The soil in parts of Sadhana Forest is desiccated, flaky and devoid of nutrients.

A severely eroded area of about 70 acres in southern India’s Tamil Naudu region seems like it could not spawn life. Yet after 10 years, efforts by an Israeli couple have reversed the effects of severe destruction of this “tropical dry evergreen forest” a few kilometers from the Bay of Bengal. They have reclaimed 5 percent of the land and water conservation efforts have elevated the water table by 20 feet.

But how much could Abrah Dresdale, who coordinates Greenfield Community College’s Food and Farm Systems program, help accomplish in three weeks of working with a small team of students on a fellowship program recently?

Dresdale’s entire trip — centered around the international township of Auroville, created in 1968 in part to replenish an area that’s suffered destruction of forests, erosion and monsoon damage — was focused on the contrasts between our western culture of consumption and the needs of India, where 1.2 billion people live.

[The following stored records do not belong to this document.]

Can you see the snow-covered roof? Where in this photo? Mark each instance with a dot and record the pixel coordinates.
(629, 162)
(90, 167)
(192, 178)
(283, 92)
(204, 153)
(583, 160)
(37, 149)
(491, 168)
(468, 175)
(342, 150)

“It really drives home the challenges on the planet today,” she told an audience at GCC this week, her first presentation since returning. “Living here in ‘Happy Valley,’ everything is groovy, with all of these local energy initiatives and local agriculture, but when we think about the global scale of what’s happening on the planet, and the impact of our consumption and the practices of westernization and capitalism spreading all over the planet, you start to think, ‘Oh my goodness, we are really talking about resource depletion.’”

Dresdale helped her GCC students design and build a permaculture garden on the Greenfield campus last year — one that uses plants that mimic natural systems to conserve resources. She brought her skills to the six-week David Bird International Service Fellowship she won last year from her alma mater, Conway School of Landscape Design.

Dresdale saw the juxtapositions of mountains of waste next to water supplies and rice fields next to the highway, with its potential for pollutant runoff, yet, the 1,250 acres that’s been reforested as part of the experimentation and research at Auroville and Sadhana Forest provided some hope for the future.

The international community established there is designed to show what the region can look like through thoughtful, deliberate action by people working together to care for the earth, Dresdale said.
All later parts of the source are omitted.